Rosa ist für Mädchen!
„Geschlechtssensible Erziehung ist nicht einfach”, sagt Pädagogin Melanie Ebenfeld und rät, Kinder einfach machen zu lassen
l-mag.de 19.12. – „Also, das ist so“, sagt der Herr Professor Doktor, der im Fernsehen einen vermeintlichen Beweis für Homosexualität und/oder Transidentität führt. „Wenn ein dreijähriger Bub in die Pumps seiner Mutter steigt, dann klingeln natürlich die Alarmglocken. Und das kann nur etwas mit Hormonen zu tun haben und nicht mit Sozialisation, denn woher sollte er sonst in dem Alter schon wissen, dass Pumps etwas absolut Weibliches sind?“ Alarmglocken? Allerdings. Lauter geht’s nicht.
Doch in einem Punkt trifft der Gedankengang des „Fachmannes“ den Nerv vieler Eltern: Kinder, die sich für Dinge interessieren, die vom Durchschnittserwachsenen dem Gegengeschlecht zugeordnet werden, werden von ihrer Umgebung meist schnell in ihre Schranken gewiesen. „Dabei finden Kinder Dinge vielleicht einfach spannend, weil sie bunt sind, glitzern oder weil die Erwachsenen sie haben. Aufgeladen werden diese Symbole aber von Außen – von Erwachsenen oder von älteren Kindern“, erklärt die Pädagogin Melanie Ebenfeld.

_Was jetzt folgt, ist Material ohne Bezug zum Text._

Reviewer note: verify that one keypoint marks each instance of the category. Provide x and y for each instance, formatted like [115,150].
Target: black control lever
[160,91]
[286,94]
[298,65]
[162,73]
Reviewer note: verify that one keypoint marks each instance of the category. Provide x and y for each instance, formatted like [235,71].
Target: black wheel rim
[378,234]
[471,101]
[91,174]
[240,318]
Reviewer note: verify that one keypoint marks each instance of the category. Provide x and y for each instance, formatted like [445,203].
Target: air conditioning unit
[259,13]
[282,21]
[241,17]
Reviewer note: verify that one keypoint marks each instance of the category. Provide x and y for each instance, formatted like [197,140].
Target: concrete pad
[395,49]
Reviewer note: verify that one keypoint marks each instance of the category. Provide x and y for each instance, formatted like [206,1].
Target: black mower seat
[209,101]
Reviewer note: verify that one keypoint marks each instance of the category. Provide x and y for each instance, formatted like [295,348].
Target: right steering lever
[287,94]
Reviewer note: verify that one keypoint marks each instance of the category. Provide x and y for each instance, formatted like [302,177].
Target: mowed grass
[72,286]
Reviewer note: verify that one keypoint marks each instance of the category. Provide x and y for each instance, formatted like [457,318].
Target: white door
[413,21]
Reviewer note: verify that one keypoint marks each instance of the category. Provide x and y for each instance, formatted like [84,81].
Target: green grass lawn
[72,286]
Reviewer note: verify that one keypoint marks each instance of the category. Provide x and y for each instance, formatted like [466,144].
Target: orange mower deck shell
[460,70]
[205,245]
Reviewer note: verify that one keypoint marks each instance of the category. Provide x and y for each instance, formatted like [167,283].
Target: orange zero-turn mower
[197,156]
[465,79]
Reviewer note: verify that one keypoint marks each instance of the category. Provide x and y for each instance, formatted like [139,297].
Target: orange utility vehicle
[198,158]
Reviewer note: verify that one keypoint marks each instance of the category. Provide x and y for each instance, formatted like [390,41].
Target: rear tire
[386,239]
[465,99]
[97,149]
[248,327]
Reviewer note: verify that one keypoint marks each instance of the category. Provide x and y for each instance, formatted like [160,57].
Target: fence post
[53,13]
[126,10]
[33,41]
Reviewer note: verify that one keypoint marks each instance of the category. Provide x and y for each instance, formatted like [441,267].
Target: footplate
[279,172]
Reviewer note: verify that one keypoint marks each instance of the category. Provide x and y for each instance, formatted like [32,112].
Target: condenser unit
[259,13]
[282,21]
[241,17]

Niemand ist perfekt, aber es lohnt, über die Dinge nachzudenken
Sie beschäftigt sich schon lange mit geschlechtssensibler Erziehung und bietet seit 2007 Gender Trainings insbesondere für MultiplikatorInnen an. Im Herbst diesen Jahres arbeitete Ebenfeld erstmals auch direkt mit Eltern – im Rahmen eines Regenbogenfamilien-Seminares der Friedrich-Ebert-Stiftung und des LSVD. Die angebotenen Workshops waren ausgebucht – und das, obwohl auch Melanie Ebenfeld keine allgemeingültigen Antworten auf all die Fragen hat, mit denen sich die Teilnehmenden quälen. „Der Wunsch, alles richtig machen zu wollen und politisch so korrekt wie möglich ans Thema Erziehung heranzugehen, kann lähmen. Mir liegt viel mehr am Herzen, Fragen aufzuwerfen, kontrovers zu diskutieren und Denkanstöße zu geben“, sagt sie. „Ein Vermeiden von Genderklischees in der Erziehung ist nur möglich, wenn man stumm bleibt und sich nicht bewegt. Viel wichtiger, als keine Fehler zu machen, ist es, über Themen nachzudenken, zu reflektieren und zu lernen, über die eigenen Geschlechterklischees zu stolpern.“
Und sich einmal mit der Frage zu beschäftigen, ob man es akzeptiert, wenn ein Kind sich roten Lack auf die Nägel pinselt. Wenn ein Junge allen Klischees entsprechend nur blau tragen will und ein Mädchen nur rosa. Oder umgekehrt. Ob hinter der dem Kind versprochenen Freiheit nicht am Ende doch Grenzen stehen: Kann ein Kind zum Beispiel auch mit elterlicher Unterstützung rechnen, wenn sie oder er als sehnlichsten Berufswunsch Hausfrau und Mutter angibt?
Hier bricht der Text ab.